自動車搭乗中、交差点で左折中に信号無視した加害自動車が進入し、衝突した。直後は症状が出ていなかったが、事故の翌日、頚部痛を感じ、通院を開始した。

【問題点】

通院中、主治医が退職してしまい、違う医師に交代した。後任の医師の診察で画像所見が認められるのか、現在の症状と事故との因果関係について確認した。病院同行中、本人から、自覚症状として手にしびれがあることが分かったが、これはリハビリ中に表出したことが分かった。神経症状が信用されるかは疑問であったが、無事に14級9号が認定された。その後、弁護士に交渉をして頂く運びになったが、主夫休損が認められないか相談された。

【立証ポイント】

男性で主夫休損が認められることはほぼなく、実態上、男性が家事を行っており、女性が働きに出ており、かつその収入で生計を主に立てている状況であることを立証することになる。

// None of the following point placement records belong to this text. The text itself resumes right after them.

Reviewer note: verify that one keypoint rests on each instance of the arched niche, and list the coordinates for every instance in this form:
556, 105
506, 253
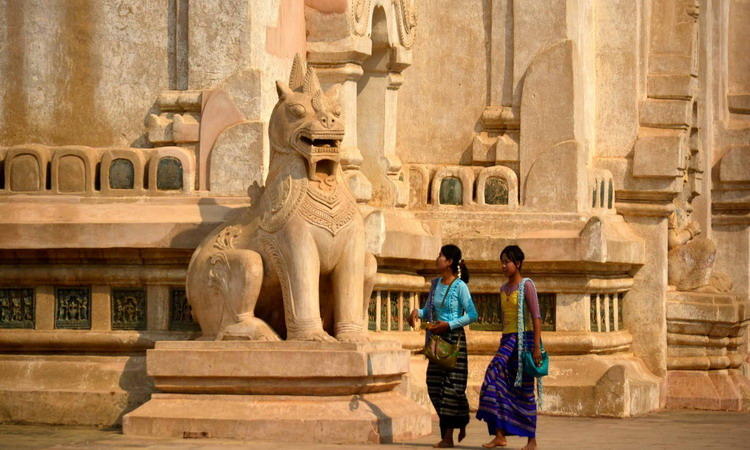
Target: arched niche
171, 170
444, 186
122, 172
490, 183
73, 170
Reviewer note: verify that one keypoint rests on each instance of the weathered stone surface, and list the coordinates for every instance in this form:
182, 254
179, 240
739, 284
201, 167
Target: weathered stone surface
237, 159
690, 264
370, 418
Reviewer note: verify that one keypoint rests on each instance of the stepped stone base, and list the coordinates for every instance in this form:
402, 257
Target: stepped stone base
718, 390
285, 391
349, 419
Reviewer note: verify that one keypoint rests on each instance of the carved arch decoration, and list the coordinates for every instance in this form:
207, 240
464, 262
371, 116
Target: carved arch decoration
464, 174
504, 173
186, 161
73, 170
361, 12
26, 168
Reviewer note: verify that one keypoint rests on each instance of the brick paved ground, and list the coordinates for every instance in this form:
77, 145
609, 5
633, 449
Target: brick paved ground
666, 430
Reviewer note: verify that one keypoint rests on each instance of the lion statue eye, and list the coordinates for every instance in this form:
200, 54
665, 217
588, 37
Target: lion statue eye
298, 110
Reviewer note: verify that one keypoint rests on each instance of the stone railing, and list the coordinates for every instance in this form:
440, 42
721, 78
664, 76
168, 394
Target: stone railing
601, 187
389, 309
606, 312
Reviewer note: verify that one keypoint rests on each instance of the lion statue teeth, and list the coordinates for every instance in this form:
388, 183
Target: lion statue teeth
295, 265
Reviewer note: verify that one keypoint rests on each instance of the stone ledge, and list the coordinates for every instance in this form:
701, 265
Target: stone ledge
29, 341
284, 368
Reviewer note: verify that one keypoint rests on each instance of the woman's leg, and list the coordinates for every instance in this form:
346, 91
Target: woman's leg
498, 440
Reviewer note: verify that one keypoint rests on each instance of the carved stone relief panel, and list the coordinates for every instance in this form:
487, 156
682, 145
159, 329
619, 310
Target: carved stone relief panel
128, 309
73, 307
17, 308
180, 313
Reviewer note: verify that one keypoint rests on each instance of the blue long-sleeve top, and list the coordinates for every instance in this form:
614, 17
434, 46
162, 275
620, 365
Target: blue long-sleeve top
456, 307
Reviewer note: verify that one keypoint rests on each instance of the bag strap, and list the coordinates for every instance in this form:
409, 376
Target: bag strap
445, 294
430, 300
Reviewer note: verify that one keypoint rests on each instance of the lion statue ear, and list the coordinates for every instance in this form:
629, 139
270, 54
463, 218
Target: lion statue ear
283, 90
333, 92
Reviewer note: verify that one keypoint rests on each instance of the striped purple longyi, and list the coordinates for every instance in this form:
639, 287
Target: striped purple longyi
503, 406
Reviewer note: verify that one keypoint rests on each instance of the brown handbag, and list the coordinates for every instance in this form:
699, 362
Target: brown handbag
437, 349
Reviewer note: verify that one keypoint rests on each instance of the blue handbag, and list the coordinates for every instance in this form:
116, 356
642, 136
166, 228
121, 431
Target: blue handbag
526, 364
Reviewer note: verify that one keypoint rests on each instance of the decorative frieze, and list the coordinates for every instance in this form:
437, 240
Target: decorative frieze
128, 309
17, 308
180, 313
73, 307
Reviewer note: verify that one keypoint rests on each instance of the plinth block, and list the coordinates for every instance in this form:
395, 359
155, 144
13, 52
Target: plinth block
285, 391
351, 419
284, 368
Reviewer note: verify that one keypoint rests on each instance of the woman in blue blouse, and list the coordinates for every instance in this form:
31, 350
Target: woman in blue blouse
454, 310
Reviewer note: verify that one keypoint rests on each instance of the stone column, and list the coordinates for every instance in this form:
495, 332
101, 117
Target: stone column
644, 311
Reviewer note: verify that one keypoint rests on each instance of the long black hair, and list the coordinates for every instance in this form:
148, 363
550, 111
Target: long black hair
514, 254
458, 266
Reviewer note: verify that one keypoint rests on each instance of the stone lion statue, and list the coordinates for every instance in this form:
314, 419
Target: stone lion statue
295, 264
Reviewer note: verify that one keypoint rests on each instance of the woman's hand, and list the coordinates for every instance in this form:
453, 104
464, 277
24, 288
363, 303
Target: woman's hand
413, 318
439, 327
537, 356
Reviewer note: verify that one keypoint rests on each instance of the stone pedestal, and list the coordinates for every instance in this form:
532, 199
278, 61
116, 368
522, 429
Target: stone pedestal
288, 391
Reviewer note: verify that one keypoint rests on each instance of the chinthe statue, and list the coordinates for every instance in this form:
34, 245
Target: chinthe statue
295, 264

弁護士事務所と相談した結果、まず、住民票で世帯主は奥さんになっているのか、奥さんの源泉徴収票で扶養家族に主人名が記載されているか、そして、タイムスケジュールで主夫業をどのように行っているのかをまとめるよう指示した。

結論として、本件では住民票の世帯主は主人で、源泉徴収票も扶養家族になっていなかったことから、主夫休損は非常に困難であることを説明した。